ORLANDO, FLA – Evans Head Boys Soccer Coach Ray Bornacelli wants his players to give their all every match. He doesn’t have to send that message to three of his players. Brothers Roldy, Older and Gelder Geneus bring that approach every time they step on the pitch.
“They fight where they’re told and they win where they fight and these guys are soldiers,” Bornacelli said. “In the end they’ll do whatever it takes to win a match.”
“You have to be like a solider to play,” Older said. “You can’t give up, you just got to keep on doing your thing.”
The Geneus brothers have done their thing all season. Juniors Roldy and Older are considered two of the best players in Central Florida while freshman Gelder has the potential to be even better.
“I like winning,” Roldy said. “It’s all about winning. When I’m not winning I get frustrated.”
After a 2-5-1 start, it was easy for frustration to set it. The Geneus brothers refused to let that happen. Soccer isn’t just a game to them, it’s an escape.
“I’m playing having the best time for today but when it’s time to go home I’m going to think about something different,” said Gelder.
Last spring, the Geneus trio didn’t have a home to go to following a fire at the Hibiscus Place Apartments in Orlando.
“I was inside sleeping and I heard someone call my name and when I woke up the fire was already in the living room and I have to find my way out of the house,” Older said. “Everything was inside burning. We didn’t have nothing. No passport or social security. We couldn’t go inside in take anything because everything got burned.”
The Geneus family was unable to salvage anything. Important documents, clothing and all soccer equipment was destroyed.
“To just see everything fall down and we have to restart again was hard,” Roldy said, “but again we have to be patient.

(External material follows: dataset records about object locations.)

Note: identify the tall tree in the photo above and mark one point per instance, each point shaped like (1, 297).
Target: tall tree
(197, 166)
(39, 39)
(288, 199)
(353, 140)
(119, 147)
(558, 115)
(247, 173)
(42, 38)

Patience is something not lost on this family. Eight years ago they learned to be patient when their native country Haiti was decimated by the earthquake. The Geneuses were not affected but they say the destruction.
“We could walk a mile and see people dying,” Older said. “We could see people crying.”
Three years later the brothers began their life in America, but the images of their home country still motivate them to push forward.
“I think many times there’s people that’s been through worse, and they keep their heads up and moving,” Roldy said.
The brothers have done just that. Through natural disasters and house fires, they’ve mustered the strength to move forward.
“In soccer you got to be patient and sure,” Roldy said. “You got to believe in yourself and so is life.”
Pride and perseverance; two things constantly preached in Haitian culture. Roldy, Older and Gelder Geneus carry those traits with them on the pitch and in life.
“Don’t ever let yourself down,” Gelder said. “Don’t quit. Just know a better day is going to come.”